The lazaretto’s last patients included two elderly women, Archange and Madame Perehudoff, and an ancient Chinese gentleman referred to as Hum. All three had grown old in the facility. All three had lost touch with their families.
Though cured with diasone, neither Madame Perehudoff nor Hum ever chose to leave. Both died in 1964. Ironically, Archange never contracted leprosy, though her parents and seven siblings had had the disease. Admitted as a teen, Archange endured to become the lazaretto’s final resident.
Down to one patient, the good sisters decided it was time to close shop. But Archange posed a problem. Having lived her whole life among lepers, she was unacceptable to any senior citizens’ residence in town.
I didn’t cry when I read that. But it was close.
After much searching, a place was found for Archange away from Tracadie. One hundred and sixteen years after opening, the lazaretto finally closed its doors.
The year was 1965.
I stared at the date, hearing yet another subliminal whisper.
As before, I struggled to bring the message to clarity.
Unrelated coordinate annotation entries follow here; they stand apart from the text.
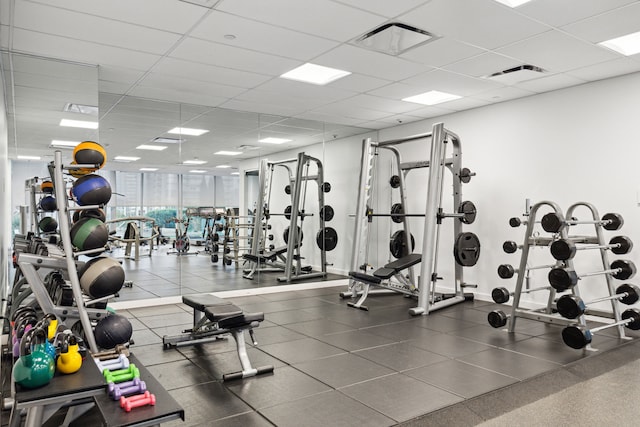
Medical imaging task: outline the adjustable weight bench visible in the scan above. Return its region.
[347,254,422,310]
[162,294,273,381]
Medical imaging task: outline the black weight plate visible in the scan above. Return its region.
[320,205,334,221]
[453,232,480,267]
[458,200,477,224]
[391,203,404,224]
[316,227,338,251]
[389,230,416,258]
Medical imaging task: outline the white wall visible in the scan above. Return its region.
[241,74,640,310]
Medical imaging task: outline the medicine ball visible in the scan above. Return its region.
[69,218,109,251]
[93,314,133,349]
[69,162,98,178]
[40,196,58,212]
[73,141,107,168]
[71,174,111,206]
[80,257,124,298]
[40,181,53,194]
[38,216,58,233]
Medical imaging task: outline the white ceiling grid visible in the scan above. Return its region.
[0,0,640,174]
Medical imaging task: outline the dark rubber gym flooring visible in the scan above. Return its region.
[3,247,640,427]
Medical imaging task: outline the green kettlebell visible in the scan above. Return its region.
[56,334,82,374]
[13,328,55,388]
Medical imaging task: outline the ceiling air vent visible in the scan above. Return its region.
[353,22,437,56]
[487,65,544,85]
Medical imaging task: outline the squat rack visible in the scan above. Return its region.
[347,123,480,315]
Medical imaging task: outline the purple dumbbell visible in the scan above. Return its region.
[107,378,140,396]
[111,381,147,400]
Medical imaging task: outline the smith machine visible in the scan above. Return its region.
[341,123,480,315]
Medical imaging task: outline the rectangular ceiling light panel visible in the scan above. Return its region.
[598,32,640,56]
[403,90,461,105]
[354,22,437,56]
[60,119,98,129]
[167,128,209,136]
[280,63,351,86]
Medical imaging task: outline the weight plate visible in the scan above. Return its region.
[453,232,480,267]
[391,203,404,224]
[316,227,338,251]
[458,200,477,224]
[320,205,334,221]
[389,230,416,258]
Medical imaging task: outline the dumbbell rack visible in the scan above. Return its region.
[496,201,625,350]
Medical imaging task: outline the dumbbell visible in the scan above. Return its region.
[540,212,624,233]
[120,391,156,412]
[498,264,557,279]
[562,308,640,350]
[102,363,140,383]
[551,236,633,261]
[549,259,636,292]
[93,354,129,372]
[111,381,147,400]
[491,286,551,304]
[556,283,640,319]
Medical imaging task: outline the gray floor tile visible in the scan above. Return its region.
[259,391,395,427]
[227,366,331,409]
[293,354,394,388]
[404,360,518,399]
[340,374,462,421]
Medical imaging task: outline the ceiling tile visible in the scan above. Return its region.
[190,11,338,61]
[216,0,386,42]
[400,37,485,67]
[567,58,640,81]
[498,30,619,73]
[170,37,302,76]
[313,45,430,80]
[24,0,205,33]
[13,28,160,70]
[517,0,636,27]
[13,1,179,54]
[400,0,549,49]
[516,73,588,92]
[403,70,503,96]
[562,1,640,43]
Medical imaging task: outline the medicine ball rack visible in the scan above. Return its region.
[340,123,480,315]
[488,200,640,351]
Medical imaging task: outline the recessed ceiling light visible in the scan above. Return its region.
[598,32,640,56]
[49,139,80,148]
[403,90,461,105]
[258,137,292,144]
[60,119,98,129]
[136,144,167,151]
[151,137,186,144]
[496,0,531,7]
[280,63,351,85]
[167,128,209,136]
[113,156,140,163]
[213,150,242,156]
[62,102,98,116]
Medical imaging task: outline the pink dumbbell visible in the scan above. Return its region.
[111,381,147,400]
[120,391,156,412]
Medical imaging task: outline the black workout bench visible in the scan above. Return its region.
[347,254,422,310]
[162,294,273,381]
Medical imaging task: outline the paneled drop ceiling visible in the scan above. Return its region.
[0,0,640,174]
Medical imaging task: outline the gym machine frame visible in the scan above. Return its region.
[343,123,479,315]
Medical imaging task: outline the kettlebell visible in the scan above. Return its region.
[56,334,82,374]
[13,328,55,388]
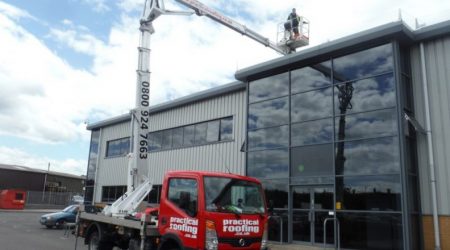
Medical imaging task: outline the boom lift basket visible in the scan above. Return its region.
[277,16,309,51]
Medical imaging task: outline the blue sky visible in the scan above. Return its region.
[0,0,450,175]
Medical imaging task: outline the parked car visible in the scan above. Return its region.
[39,205,79,228]
[70,195,84,205]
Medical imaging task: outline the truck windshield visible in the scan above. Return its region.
[204,176,265,214]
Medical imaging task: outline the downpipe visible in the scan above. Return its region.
[420,42,441,250]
My exhausted brain refused to process fresh data.
A weight hit my lap. I jumped.
Birdie brrrp-ed and rubbed his head on my chin.
“Where’s Harry, Bird?”
The cat brrrp-ed again.
“You’re right.”
Gathering the feline, I crawled into bed.
Harry was sitting on a carved wooden bench outside Obéline’s gazebo, the totem pole casting zoomorphic shadows across her face. She was holding a scrapbook, insisting I look.
The page was black. I could see nothing.